En cuanto al poder simbólico: las plantas. Órganos como las hojas, las raíces…, devienen partes de un cuerpo que una vez fue fragmentado, pero luego encontró, en su crecimiento, la necesidad de levantarse.

Un aire urbano cubre los poemas, aunque es menos perceptible. Lo cierto es que la autora, habanera de naturaleza, no puede desprenderse del espacio que la alberga, y donde también transcurre su experiencia como mujer y como humana.

Si bien el trabajo con los objetos no es vistoso en Phalaenopsis, destacan propiedades inusuales, como no es infrecuente en la poesía.

La autora responde, en su relación con el medio, con sus emociones ante determinados atributos. Pudiera notarse, incluso, siendo muy minuciosos, un sutil soplo de literatura infantil, si analizamos el libro como un habitáculo de experiencias—algunas bastantes íntimas—que tienen su base en lo familiar, en la infancia. He aquí otro elemento interesante: la necesidad de reconciliación con el pasado.

Hay, además, espacio para el amor, la superación, el entendimiento…; y la renuncia se expone limpia y tranquila, como si ya estuviese todo claro y la autora lista para hablar de ello.

Es un libro conmovedor, sí, pero no dulce: ‹‹las tumbas no asustan como me han hecho creer››. Dejar libre el miedo, la muerte y el dolor no llena de flores el camino. Todo lo contrario. Estas páginas, que son también hogar, asumen la vida con astucia y madurez.

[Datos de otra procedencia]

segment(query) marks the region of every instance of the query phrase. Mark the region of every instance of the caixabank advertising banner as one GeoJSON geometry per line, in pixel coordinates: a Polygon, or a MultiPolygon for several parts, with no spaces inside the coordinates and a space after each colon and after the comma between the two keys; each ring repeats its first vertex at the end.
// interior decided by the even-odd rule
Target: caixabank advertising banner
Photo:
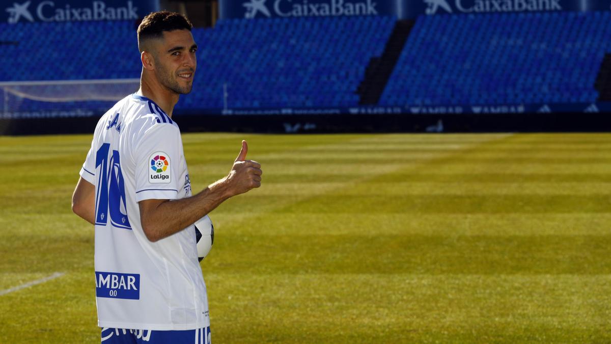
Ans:
{"type": "Polygon", "coordinates": [[[15,0],[0,1],[0,22],[135,20],[159,10],[156,0],[15,0]]]}
{"type": "Polygon", "coordinates": [[[221,0],[225,18],[601,11],[611,0],[221,0]]]}
{"type": "Polygon", "coordinates": [[[397,0],[221,0],[224,18],[390,15],[397,0]]]}
{"type": "Polygon", "coordinates": [[[611,0],[400,0],[398,18],[492,13],[608,11],[611,0]]]}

Aquí ya no hay pudor detrás de la tristeza.



Soledad: el regreso y los ojos de una madre

La soledad también está en las casas vacías, en las casas que han perdido sus olores, en los rosarios que quedan desamparados sobre la mesa y en las plantas que mueren ahogadas por la tierra árida que una vez dio forma a sus raíces. 

Soledad (Editorial Ãcana, 2022, Premio de la Ciudad Silvestre de Balboa, Camagüey, 2021), de Elaine Vilar Madruga, es un libro inherente al mundo de la pérdida; pero también al de la reconciliación. Es posible percibir la belleza de las palabras hirientes y de los fantasmas que acechan en los cuartos, sobre las sábanas cubiertas de polvo y las cómodas con frascos de perfumes sellados por el tiempo. 

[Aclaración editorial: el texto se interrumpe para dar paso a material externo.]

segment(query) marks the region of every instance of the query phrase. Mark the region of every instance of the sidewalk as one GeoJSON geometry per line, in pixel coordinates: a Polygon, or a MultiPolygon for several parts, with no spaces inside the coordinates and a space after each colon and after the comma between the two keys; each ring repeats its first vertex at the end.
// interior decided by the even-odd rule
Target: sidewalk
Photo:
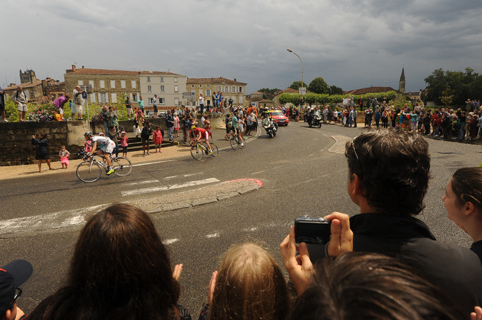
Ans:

Una mujer que se niega a olvidar, porque es madre y una madre jamás olvida sus retoños. Existe algún fenómeno, como la psicosis puerperal, que mantiene intacta la memoria del adiós. Los hijos que se van, nunca se van del todo. Regresan, porque ser hijo es también un aliciente para el mundo que se empeña en destruirlos. El retorno encierra muchas dudas, y el desarraigo de quien se queda es aún más fuerte que la marcha.

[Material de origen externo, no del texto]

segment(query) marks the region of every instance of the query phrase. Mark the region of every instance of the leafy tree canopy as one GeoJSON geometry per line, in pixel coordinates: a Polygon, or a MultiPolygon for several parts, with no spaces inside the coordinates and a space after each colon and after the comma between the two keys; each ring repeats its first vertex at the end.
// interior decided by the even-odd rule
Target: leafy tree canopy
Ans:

Como una buena obra de teatro, el conflicto principal —porque presenta más de uno— encamina al lector hacia un final hermoso y con cierta melancolía, como si la autora pretendiese esparcir el dolor, pero su vínculo con los personajes intercediera como atenuante en esta historia de ‹‹libros dentro de libros››. Sí, porque la autora es una mujer de personajes, parece amarlos, posicionarse en sus cabezas y llevar sus acciones al nido de la maternidad, al hogar de la ausencia y la renuncia. Es la maternidad uno de los ejes principales de la obra, en casi todas sus aristas: la madre libro, la madre ausente, la madre del dolor…

Estos personajes, empapados de nostalgia, caminan, hieren y ponen en sus bocas un discurso delicado, pero entrañable, con el que se puede empatizar desde el comienzo. Incluso, un personaje referido, puede hacer al lector partícipe de su ausencia e imaginar todo lo que pudiera decir en sus renglones.    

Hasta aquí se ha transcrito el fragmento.